There is a group of masqueraders in the Bible known as the Pharisees.  They were concerned about how they appeared to others, not about the inside–even though located on the inside is all the important stuff, like motive, intent, genuineness, and spirit-given or spirit-quenching desires.  It’s like the Oreo cream-filling of a person; what’s on the inside truly counts.  When Jesus addressed the Pharisees he said that they “outwardly appear[ed] righteous to others, but within were full of hypocrisy and lawlessness” (Matt. 23:28).  The comparison I want to apply to my own life is the lack of truthfulness that I evidence when I feel the urge or reserve the right to hide something.   Sometimes we intentionally hide, or practically hide.  For me this is less about intention to hide.  I want to appear to others as having it “all together,” but in my heart I do not have a true desire.

 Motivation for healthy living CANNOT be pressure to perform for others or please others.   

Guilt manufactures compliance for a season, while conviction yields true transformation.

I must not, and cannot seek an outward change in how I manage diabetes–how exhausting!  This battle rages within the thick walls of my heart–fortified by stubbornness and cranky-ness, and selfishness!  I need to stop treating my outside like prime real estate and my inside like a closet that only needs cleaning on special occasions.  Only as my heart is fully invested in diabetic responsibility, in conjunction with my desire to serve God and bring Him glory, will those outward gestures be meaningful.  And only in God’s strength and grace will my heart be changed!

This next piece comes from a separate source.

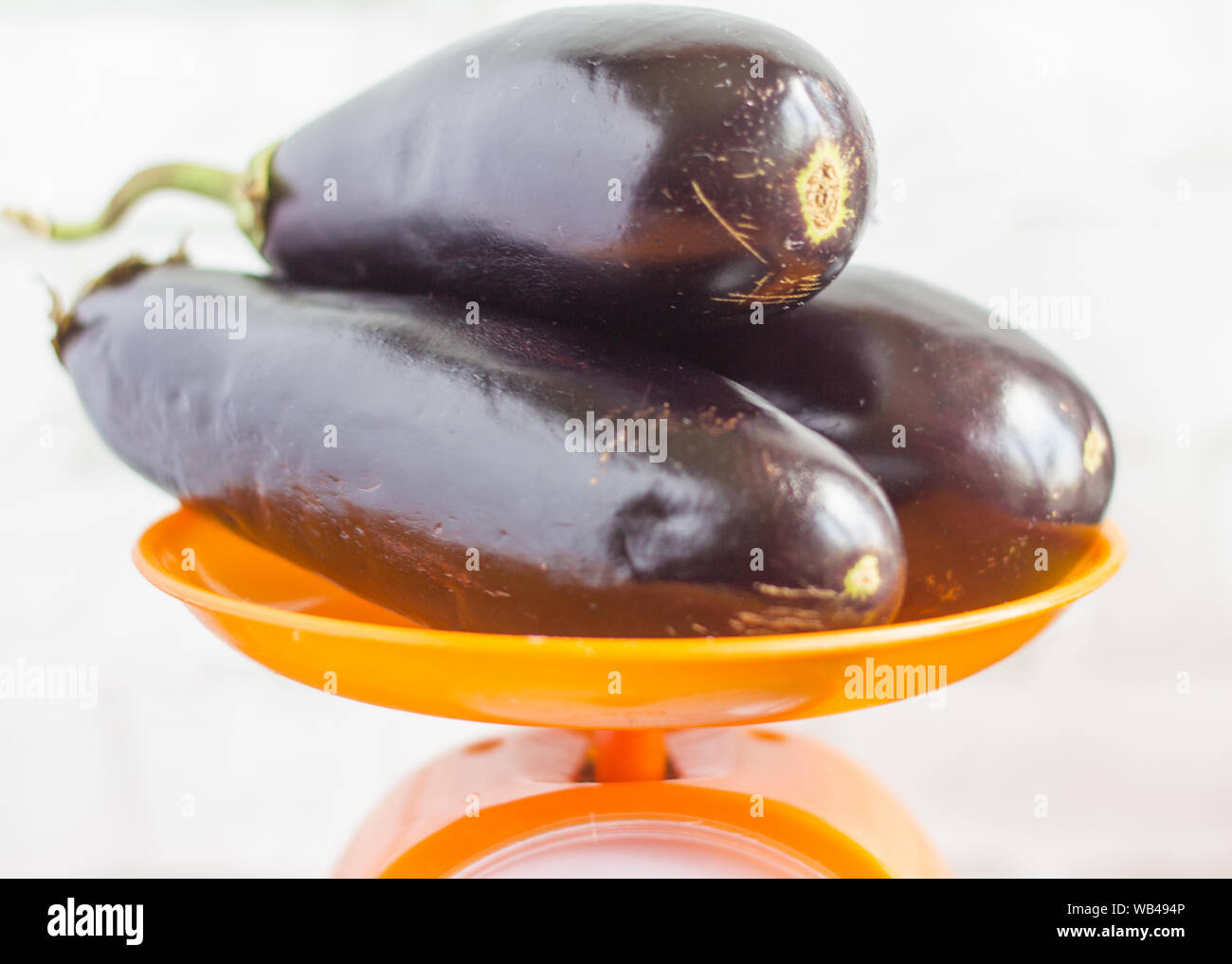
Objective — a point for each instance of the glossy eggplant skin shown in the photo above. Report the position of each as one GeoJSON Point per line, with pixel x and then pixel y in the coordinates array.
{"type": "Point", "coordinates": [637, 165]}
{"type": "Point", "coordinates": [987, 446]}
{"type": "Point", "coordinates": [450, 493]}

“Change my heart, O God!  Make it ever true! Change my heart, O God!  May I be like YOU!”

“Create in me a clean heart, O God, and renew a right spirit within me.”

Psalm 51:10 ESV

Pretty in Pink

Temptation was swift to follow my declaration to diabetes control.   Last night, I found myself in, of all places, Ace Hardware.  It was “ladies night.”  To raise money for Breast Cancer, “the helpful hardware place” was selling hot pink 5-gallon buckets.  There were pink-shirted-hardware-selling clerks, pink balloons, pink Christmas trees, pink punch–it was like walking into a bottle of Peptobismol.   And there, amid the pink carnations and pink grab bags was a huge-mongous, pretty-in-pink cake.  FREE for the taking.. taunting me with it’s sweetness.  Normally, I would say to myself, “It’s LADIES night!  Eat CAKE!”  Or, “maybe if I just take a small piece–it would really be rude NOT to.”  But I turned the other direction.  Yes sir! I ran straight for the fall decorations and did not look back.  I don’t think I can say accurately enough how much a truly LOVE cake.  Like a fat kid, some would say.  But last night, I decided to remain committed in the face of frosting-covered carbs.  As amorous my feelings for cake may be, my love for God and my desire to stay committed are stronger–by His grace!

Today, I am slightly on edge because I have an appointment with an endocrinologist tomorrow at 3:15.  It will be the first appointment I have had since Ben and I moved to PA.  I know that my blood work will not be great, but I am going to ask for a plan to get on the right track.  I’ll let you know what the game plan is tomorrow.  Meanwhile, pray that I ask the right questions and that I make it through without a complete breakdown.

Commit your way unto the Lord; trust in Him, and He will act.”